Hamilton, the assistant equipment manager for the visiting Vancouver Canucks, was on the bench, and Popovici was seated near the glass behind him.

Like many fans, she spent much of the game banging on the glass, trying to get his attention. Unlike many fans, she had a reason to do so that went beyond the action on the ice.

"She put her phone up to the glass and on the phone it said, 'The mole on the back of your neck is cancer,'" Hamilton told reporters on a Zoom call Saturday.

He wasn't sure how to react.

"It threw me off, so I kind of just shrugged and kept going," Hamilton said. "I felt like I really didn't give her the time of day."

But her message stuck with him. The following morning, back in Vancouver after an extended road trip, Hamilton asked his wife if he had a mole on his neck. Later, he asked the team doctor.

Within a week, the mole had been removed and sent for a biopsy. It turned out that Popovici was right. The mole was a malignant melanoma, and because it had been caught early, Hamilton was cancer-free.

"She extended my life," he said.

For her part, Popovici was unaware that any of this had happened until Saturday, when the Vancouver Canucks posted a letter from Hamilton on the team's social media accounts.

The letter was Hamilton's attempt to find "a very special person" who changed his life.

It took about two hours for Canucks fans, Kraken fans and people in the broader hockey community to track down Popovici. It might have taken even less time if she hadn't been asleep for most of the morning.

"I work at a crisis line and I was working over New Year's Eve," Popovici told CTV News Vancouver. "So I got home super late. And so I was sleeping through all of this."

She woke up to a call from her mother, who told her to check the Kraken's Twitter account. That's where she saw Hamilton's letter.

"I could not believe that they were looking for me and that he listened to my little note on my phone and he got it checked out and everything worked out," Popovici said. "It's such an incredible story."

She said she was especially happy to learn Hamilton's side of the story, because she had been wrestling with the meaning of his reaction.

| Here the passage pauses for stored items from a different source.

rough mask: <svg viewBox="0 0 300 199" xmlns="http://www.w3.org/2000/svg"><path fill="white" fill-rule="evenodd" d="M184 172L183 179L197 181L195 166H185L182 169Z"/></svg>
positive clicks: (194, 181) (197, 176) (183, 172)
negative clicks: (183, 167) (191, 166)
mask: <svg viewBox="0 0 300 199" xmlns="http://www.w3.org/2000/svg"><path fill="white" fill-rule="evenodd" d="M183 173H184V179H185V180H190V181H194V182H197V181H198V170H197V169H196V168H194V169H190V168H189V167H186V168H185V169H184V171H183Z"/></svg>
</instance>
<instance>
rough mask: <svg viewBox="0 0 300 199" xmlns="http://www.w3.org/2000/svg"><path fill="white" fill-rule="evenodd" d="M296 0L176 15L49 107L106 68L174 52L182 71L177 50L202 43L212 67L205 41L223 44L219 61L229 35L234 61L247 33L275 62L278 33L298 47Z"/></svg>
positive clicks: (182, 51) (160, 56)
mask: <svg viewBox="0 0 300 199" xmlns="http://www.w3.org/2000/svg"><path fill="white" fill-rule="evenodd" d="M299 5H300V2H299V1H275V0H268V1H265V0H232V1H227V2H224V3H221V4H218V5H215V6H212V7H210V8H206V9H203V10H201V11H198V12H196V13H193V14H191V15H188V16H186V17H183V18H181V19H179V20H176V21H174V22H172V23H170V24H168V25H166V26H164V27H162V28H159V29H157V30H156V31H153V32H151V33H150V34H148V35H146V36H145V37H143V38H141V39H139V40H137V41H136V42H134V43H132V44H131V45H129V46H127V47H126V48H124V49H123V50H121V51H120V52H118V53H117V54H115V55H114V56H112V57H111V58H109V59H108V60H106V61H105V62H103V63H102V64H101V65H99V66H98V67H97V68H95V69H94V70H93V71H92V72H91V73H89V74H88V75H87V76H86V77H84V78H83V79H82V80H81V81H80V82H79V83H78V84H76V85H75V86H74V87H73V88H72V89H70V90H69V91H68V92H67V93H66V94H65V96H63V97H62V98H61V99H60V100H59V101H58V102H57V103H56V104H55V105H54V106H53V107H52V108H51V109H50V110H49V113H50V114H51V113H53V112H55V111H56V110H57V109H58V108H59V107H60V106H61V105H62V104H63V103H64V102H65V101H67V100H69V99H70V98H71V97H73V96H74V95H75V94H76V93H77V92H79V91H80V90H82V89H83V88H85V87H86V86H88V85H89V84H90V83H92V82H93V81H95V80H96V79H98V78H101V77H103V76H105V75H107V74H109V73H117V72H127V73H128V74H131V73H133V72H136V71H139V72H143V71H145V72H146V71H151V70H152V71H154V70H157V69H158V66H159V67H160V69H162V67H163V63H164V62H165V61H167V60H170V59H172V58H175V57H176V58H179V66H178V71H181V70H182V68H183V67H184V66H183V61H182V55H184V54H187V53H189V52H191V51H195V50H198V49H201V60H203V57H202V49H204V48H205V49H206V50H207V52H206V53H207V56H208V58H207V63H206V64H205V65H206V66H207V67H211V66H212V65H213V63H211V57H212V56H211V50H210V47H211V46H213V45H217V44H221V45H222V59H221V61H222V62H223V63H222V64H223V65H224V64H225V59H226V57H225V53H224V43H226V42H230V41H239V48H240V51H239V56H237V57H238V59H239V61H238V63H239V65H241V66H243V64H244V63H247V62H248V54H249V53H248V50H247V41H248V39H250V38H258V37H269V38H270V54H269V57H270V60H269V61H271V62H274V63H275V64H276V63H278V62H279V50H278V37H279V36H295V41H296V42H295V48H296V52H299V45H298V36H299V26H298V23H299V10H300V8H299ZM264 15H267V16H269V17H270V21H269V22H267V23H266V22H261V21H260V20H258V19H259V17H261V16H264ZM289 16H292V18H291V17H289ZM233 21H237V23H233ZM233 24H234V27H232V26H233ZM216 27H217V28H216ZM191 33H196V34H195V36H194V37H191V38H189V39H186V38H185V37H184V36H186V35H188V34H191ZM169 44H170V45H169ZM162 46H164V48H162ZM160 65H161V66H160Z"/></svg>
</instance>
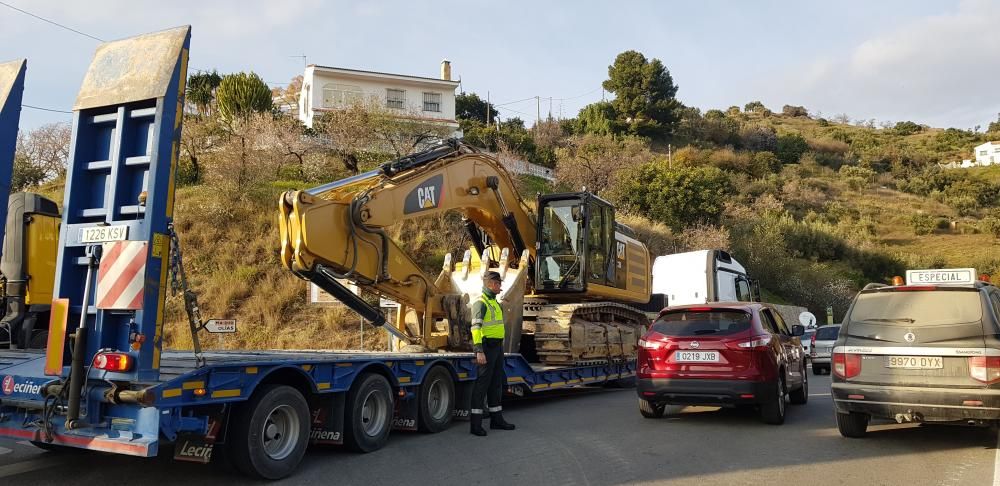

"I kind of regretted it after I put my phone up to the Plexiglas," Popovici said. "I thought, maybe, you know, it was just an inappropriate thing for me to do. I tried to do it in, like, the most sensitive way. I made sure that there were no other people really looking or around."

"Me and my mom talked about it after the game and for several weeks after, and we thought, you know, there was a chance that he already knew about it and he just didn't want to be reminded."

She said she realizes she probably looked like a heckler, all decked out in Kraken gear, so in hindsight it's not surprising that he didn't know how to react.

"I understand why he reacted that way," she said. "He has nothing to be sorry about."

Speaking to reporters on Saturday, Hamilton said he's "thrilled" that Popovici has been identified.

"I really wanted her to know that her persistence and everything she did was taken seriously," he said. "I'm excited that she knows, because she needs to know."

The pair got a chance to share another moment together Saturday night. Ahead of their game against the Kraken in Seattle, the Canucks shared a photo of Hamilton and Popovici's pregame meeting.